In 2010, the Supreme Court decided in the landmark case Citizens United v. Federal Election Commission to deregulate campaign donations made by corporations and labor unions. This decision allowed these organizations to spend unlimited amounts on issue advertising and contributions to political organizations. Advocates of unregulated campaign spending argue that spending money on campaigns is protected under the Constitution as the right to exercise free speech. Opponents state that politicians are inevitably indebted to these large organizations when they accept donations, potentially leading to corruption and unethical behaviors within the government. Is unlimited spending by large political donors constitutional or does it impede fair and ethical politics?


Understanding Campaign Finance Law

Additional resources to think about

MetroFocus: "Dark Money"
MetroFocus talks to the filmmaker and journalist duo behind the Dark Money documentary about the journey to track down large hidden campaign donors in the political system.

As Secret Money Surges In Elections, The FEC Considers A Small Step For Transparency
This NPR article investigates how after a wave of undisclosed political spending, the Federal Election Commission is starting to develop a transparency rule for political groups that advertise online.

Citizens United Court Case Was A Fight Against Censorship, Bossie Says
NPR discusses the effects of campaign finance law with David Bossie, president and chairman of the conservative advocacy group Citizens United.

Citizens United v. FEC | BRI's Homework Help
This video from the Bill of Rights Institute offers a background on the Citizens United v. FEC decision, the history of the FEC, and campaign finance reform.

High Court Takes Another Stab At Campaign Finance
This article from NPR talks about the 2011 Supreme Court case McComish v. Bennett, which deals with a different kind of campaign finance rule in Arizona.

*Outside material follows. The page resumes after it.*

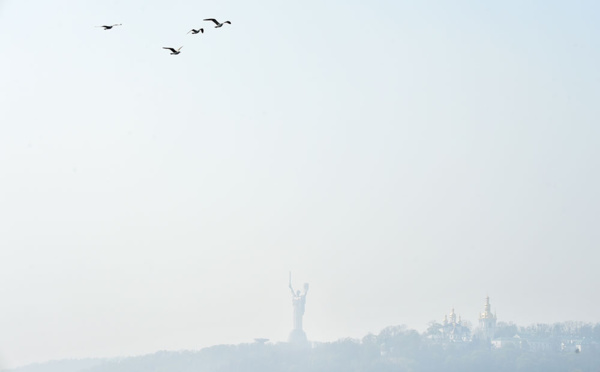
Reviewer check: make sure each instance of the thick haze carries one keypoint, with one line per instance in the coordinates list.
(402, 157)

Influence of Big Money | Brennan Center for Justice
A series of articles and resources from the Brennan Center about the current realities and potentially negative effects of undisclosed large campaign donations.

Stark New Evidence on How Money Shapes America's Elections
This article from the Institute for New Economic Thinking explores the results of a study on political money in Congressional elections.

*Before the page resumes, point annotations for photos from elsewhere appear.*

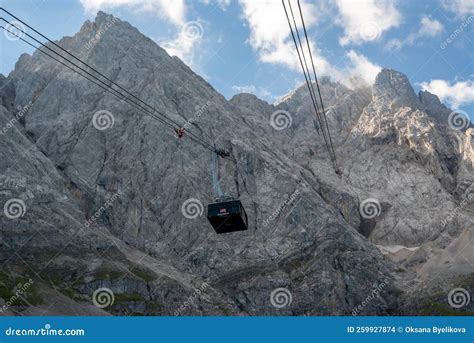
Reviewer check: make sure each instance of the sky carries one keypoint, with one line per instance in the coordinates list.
(246, 46)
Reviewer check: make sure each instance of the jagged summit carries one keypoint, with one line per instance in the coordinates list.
(394, 87)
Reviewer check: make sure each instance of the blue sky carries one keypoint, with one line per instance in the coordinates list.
(246, 46)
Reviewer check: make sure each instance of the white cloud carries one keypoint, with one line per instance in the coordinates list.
(366, 20)
(428, 28)
(455, 95)
(172, 10)
(460, 7)
(362, 68)
(222, 4)
(270, 35)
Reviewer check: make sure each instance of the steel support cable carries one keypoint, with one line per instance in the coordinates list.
(310, 82)
(306, 78)
(80, 61)
(107, 88)
(116, 94)
(69, 67)
(190, 134)
(317, 83)
(127, 99)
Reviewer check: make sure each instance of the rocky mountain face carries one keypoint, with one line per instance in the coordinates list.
(103, 206)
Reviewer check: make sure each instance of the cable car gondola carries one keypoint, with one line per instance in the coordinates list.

Former Justice Stevens: Campaign money isn't speech
PBS NewsHour reports on the statements against unregulated campaign donations made by former Supreme Court Justice John Paul Stevens.

Money in elections doesn't mean what you think it does
A University of Florida assistant professor of political science presents research that argues that large political campaign donations are essential for our democracy.


Who created this message?

  • What kind of “text” is it?
  • How similar or different is it to others of the same genre?
  • What are the various elements (building blocks) that make up the whole?

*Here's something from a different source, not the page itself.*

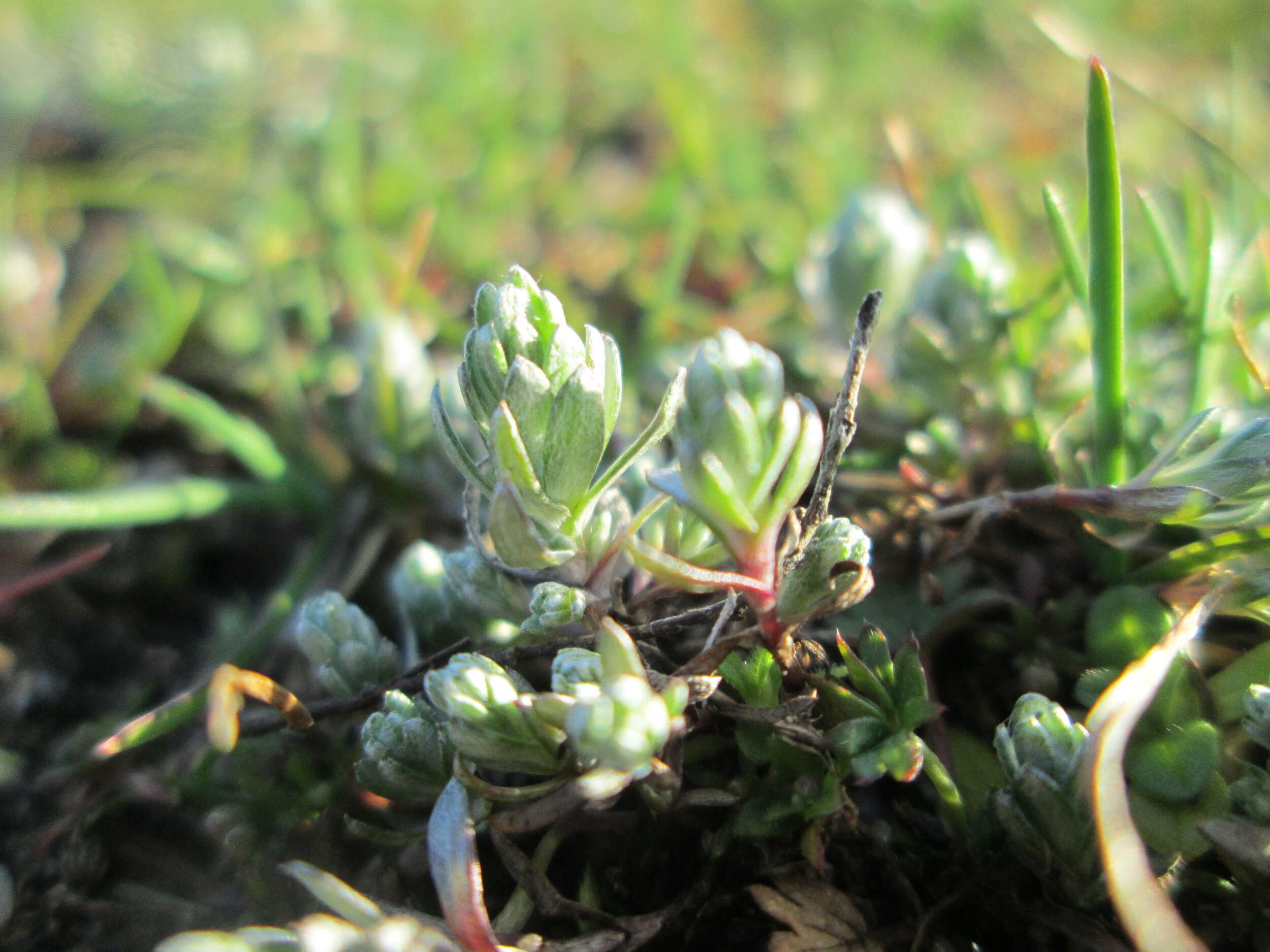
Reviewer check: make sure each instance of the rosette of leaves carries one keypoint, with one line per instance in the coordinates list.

What creative techniques are used to attract my attention?

  • What do you notice (about the way the message is constructed)? 
  • What’s the emotional appeal?
  • What makes it seem “real?”
  • What's the emotional appeal? Persuasive devices used?

How might different people understand this message differently from me?

  • How many other interpretations could there be?
  • How could we hear about them?
  • How can you explain the different responses?

What lifestyles, values, and points of view are represented in, or omitted from, this message?

  • What type of person is the reader/watcher/listener invited to identify with?
  • What ideas or perspectives are left out?
  • How would you find what’s missing?
  • What judgments or statements are made about how we treat other people?


Why is this message being sent?

  • What's being sold in this message? What's being told? 
  • Who is served by or  benefits from the message
    – the public?
    – private interests?
    – individuals?
    – institutions?


Is money speech?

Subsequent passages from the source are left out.